Oltre a pescare una mole insostenibile di pesce, un’incredibile quantità di pescato viene sprecata. Circa il 35 per cento degli animali catturati viene gettata, rendendo inutile la loro morte. La prima fase dello spreco avviene immediatamente dopo la cattura, secondo la Fao i grandi pescherecci sono infatti responsabili di circa un quarto dello spreco. I pesci indesiderati, quelli che vengono eufemisticamente definiti “prede accessorie” (ma, come ha scritto Jonathan Safran Foer, “non è davvero per sbaglio perché le prede accessorie sono parte costitutiva dei metodi di pesca contemporanei che generano catture abnormi con quantità di prede accessorie abnormi”), vengono gettati in mare, già morti, perché troppo piccoli o appartengono ad una specie indesiderata. La Fao ha chiesto che parte di questi animali sia almeno utilizzata per produrre farina di pesce, piuttosto che essere semplicemente scartata. Lo spreco principale avviene però nei paesi in via di sviluppo, dove i pesci, semplicemente, marciscono prima che possano raggiungere una fabbrica o un mercato. Questo perché i pescatori locali non hanno le conoscenze o le attrezzature necessarie per conservare il pesce. La Fao sostiene che il 27 per cento del pesce che arriva a terra non viene mai consumato. Per provare a ridurre gli sprechi l’organizzazione dell’Onu ha avviato diverse iniziative, ad esempio collaborando con i pescatori del lago Tanganica, in Burundi, e incoraggiando l’uso di rastrelliere rialzate per l’essiccazione del pesce.
La fauna marina è minacciata dalla pesca eccessiva e dalla pesca illegale, non dichiarata e non regolamentata, senza considerare i cambiamenti climatici e la terribile catastrofe ambientale rappresentata da plastica e microplastiche.

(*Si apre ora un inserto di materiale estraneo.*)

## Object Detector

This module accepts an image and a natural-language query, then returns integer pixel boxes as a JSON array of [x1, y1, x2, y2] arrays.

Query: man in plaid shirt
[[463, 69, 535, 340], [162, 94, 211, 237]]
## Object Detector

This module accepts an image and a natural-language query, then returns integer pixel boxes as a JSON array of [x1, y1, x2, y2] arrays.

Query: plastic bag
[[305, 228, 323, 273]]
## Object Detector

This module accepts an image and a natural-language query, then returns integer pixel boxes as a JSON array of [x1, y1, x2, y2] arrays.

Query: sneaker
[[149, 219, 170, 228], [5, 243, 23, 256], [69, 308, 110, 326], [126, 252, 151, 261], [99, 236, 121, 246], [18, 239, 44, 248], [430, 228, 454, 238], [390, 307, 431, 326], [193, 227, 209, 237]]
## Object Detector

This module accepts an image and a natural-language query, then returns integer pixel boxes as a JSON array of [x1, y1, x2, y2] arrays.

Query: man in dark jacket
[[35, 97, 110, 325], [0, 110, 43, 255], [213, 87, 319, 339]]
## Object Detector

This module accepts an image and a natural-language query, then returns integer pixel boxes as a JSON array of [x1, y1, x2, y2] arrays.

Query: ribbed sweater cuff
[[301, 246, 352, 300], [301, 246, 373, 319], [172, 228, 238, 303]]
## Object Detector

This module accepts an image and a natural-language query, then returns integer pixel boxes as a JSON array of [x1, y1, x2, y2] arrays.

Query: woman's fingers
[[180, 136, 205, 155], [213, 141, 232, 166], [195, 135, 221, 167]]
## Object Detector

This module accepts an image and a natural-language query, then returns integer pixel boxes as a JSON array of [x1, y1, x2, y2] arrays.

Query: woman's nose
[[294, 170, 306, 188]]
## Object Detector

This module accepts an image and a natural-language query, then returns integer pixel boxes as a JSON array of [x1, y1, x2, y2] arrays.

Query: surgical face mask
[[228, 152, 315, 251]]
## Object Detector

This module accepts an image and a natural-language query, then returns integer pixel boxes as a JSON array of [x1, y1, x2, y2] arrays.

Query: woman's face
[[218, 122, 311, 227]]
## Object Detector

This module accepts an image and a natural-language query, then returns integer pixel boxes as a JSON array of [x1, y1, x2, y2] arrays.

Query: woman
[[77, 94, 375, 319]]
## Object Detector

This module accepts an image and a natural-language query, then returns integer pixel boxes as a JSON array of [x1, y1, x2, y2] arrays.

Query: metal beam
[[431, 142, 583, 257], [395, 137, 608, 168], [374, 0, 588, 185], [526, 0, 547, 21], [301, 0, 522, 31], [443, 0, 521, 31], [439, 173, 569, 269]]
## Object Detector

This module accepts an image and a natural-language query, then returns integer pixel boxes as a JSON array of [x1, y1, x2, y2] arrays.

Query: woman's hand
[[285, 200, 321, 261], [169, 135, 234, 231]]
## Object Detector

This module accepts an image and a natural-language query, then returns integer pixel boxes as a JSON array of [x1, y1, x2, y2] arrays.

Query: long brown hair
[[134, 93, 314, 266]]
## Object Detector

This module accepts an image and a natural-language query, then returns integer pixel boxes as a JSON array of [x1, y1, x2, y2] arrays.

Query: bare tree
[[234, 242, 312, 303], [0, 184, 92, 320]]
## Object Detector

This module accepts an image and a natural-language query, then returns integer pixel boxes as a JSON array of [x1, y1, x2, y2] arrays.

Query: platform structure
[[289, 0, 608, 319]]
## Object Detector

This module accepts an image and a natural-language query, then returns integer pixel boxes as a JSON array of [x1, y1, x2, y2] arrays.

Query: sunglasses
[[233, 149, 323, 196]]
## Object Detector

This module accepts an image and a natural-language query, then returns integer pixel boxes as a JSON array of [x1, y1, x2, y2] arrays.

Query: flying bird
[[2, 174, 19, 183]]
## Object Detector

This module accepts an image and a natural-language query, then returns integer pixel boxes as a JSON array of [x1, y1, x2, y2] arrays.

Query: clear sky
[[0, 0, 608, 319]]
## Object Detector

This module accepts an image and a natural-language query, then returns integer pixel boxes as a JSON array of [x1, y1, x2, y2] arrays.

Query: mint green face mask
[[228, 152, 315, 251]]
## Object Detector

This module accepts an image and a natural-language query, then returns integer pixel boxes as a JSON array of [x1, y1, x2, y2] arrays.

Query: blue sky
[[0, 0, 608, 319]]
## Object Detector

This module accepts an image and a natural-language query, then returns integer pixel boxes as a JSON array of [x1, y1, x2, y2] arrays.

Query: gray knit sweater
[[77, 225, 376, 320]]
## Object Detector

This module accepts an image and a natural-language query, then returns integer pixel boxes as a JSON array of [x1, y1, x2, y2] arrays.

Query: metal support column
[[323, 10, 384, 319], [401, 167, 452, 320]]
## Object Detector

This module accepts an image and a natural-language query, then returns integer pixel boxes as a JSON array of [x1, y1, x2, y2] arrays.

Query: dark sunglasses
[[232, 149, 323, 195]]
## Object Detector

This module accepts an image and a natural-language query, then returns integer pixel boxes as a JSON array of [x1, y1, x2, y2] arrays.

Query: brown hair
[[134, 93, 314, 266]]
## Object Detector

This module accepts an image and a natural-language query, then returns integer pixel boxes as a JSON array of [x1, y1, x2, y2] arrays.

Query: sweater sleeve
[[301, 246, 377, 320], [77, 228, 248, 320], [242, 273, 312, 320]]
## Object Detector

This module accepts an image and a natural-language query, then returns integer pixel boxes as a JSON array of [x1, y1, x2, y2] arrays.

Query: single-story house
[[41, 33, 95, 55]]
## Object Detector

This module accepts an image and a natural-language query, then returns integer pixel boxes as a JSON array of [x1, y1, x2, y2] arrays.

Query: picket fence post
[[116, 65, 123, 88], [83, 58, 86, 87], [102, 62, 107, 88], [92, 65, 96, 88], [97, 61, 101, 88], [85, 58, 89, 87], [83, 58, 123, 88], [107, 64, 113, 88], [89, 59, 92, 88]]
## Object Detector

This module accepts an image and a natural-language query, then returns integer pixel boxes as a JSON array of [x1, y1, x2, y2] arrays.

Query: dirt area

Sebbene ci siano ancora in Europa alcuni paesi autonomi, ovvero, in grado di pescare e produrre quanto consumano internamente, come Croazia, Paesi Bassi, Estonia e Irlanda, la stragrande maggioranza consuma più di quanto sia in grado di pescare e produrre. Per salvare i pesci, e le persone che ne dipendono, prima che sia troppo tardi, occorrono innanzitutto politiche globali che regolamentino in maniera più severa la pesca. Anche i consumatori rivestono però un ruolo importante, per incrementare la consapevolezza sugli impatti sociali e ambientali del consumo di pesce, aiutarli a scegliere pesce sostenibile e ad alleggerire la pressione sugli stock ittici, il Wwf ha lanciato il progetto Fish Forward.